… There are millions of merchant marines in the world serving on ships of all sizes including freighters and oil tankers. The Philippines are the most represented in the field with over 700,000. Without the sacrifice of these men and women, world commerce would come to a halt. Wall Street may be the key to our financial institutions; trucks the key to shipping goods overland; but sailors manning the ships out on the sea are the glue that holds the world economy together.
… The average mariner can expect to be away from port for months at a time. It is probably the number one issue that professional mariners would change if they could. Some companies have started offering sailors year round contracts with a steady salary thus mollifying the sacrifice of months away from family. For most mariners, the issue is far from resolved.
… Though entry level mariners gain their education from the school of hard knocks, those interested in making a career of it must earn degrees or take courses to qualify themselves for better paying positions. In some countries, they must appear before boards whose members are sometimes described by sailors as being rude, unfair, and often outdated in their own knowledge. This makes advancing oneself difficult.
… Because of the economic climate today, many shipping companies are cutting back on ships and jobs. This leaves less good jobs for qualified mariners who work hard to promote themselves.
… Being a mariner is not a job for pansies. Hazards abound and death at sea, although not commonplace, happens. Dying thousands of miles from a loved one is difficult. Imagine the emotional and financial stress for family back home when they receive word their husband, father, or son has died at sea.
… One of the real hazards at sea is still from pirates. They often attack a ship, take what is of value including personal possessions of sailors, then leave. Those are the lucky ones. Other pirates, well-armed and ruthless, think nothing of brutalizing crew members. Still others take the crew as hostage and will not surrender them or the ship till a ransom of thousands of dollars has been paid.
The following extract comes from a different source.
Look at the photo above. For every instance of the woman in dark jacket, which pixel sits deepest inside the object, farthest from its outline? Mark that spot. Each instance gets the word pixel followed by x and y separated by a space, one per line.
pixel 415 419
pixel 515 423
… From Treasure Island and Pirates of the Caribbean, we have learned the common cause of death for mariners is pirates or drowning. It may surprise you to know that top causes of death are accidents. Some are from falling from great heights; others from falling overboard. One of the greatest hazards comes from confined space. Depending on the type of space, the danger could be from fire, electrocution, poisonous gasses, crushing from loose cargo, high temperatures, or injury from slipping on wet surfaces. And this list is far, far from definitive.
We owe an incredible debt to mariners whether they answer the call of the sea for money or adventure. Include in that group commercial fishermen, members of the merchant marines, ferry and tugboat operators, workers on cruise ships, and many more brave men and women who know what the demands of life on board a ship entails.
And make no mistake about it. The men and women who serve in the United States Navy, Coast Guard, and Marines and around the world are a special breed of mariners. Along with the aforementioned, they willingly put themselves in harm’s way for their country not only in war time but in times of crisis when life, limb, and property hang in the balance.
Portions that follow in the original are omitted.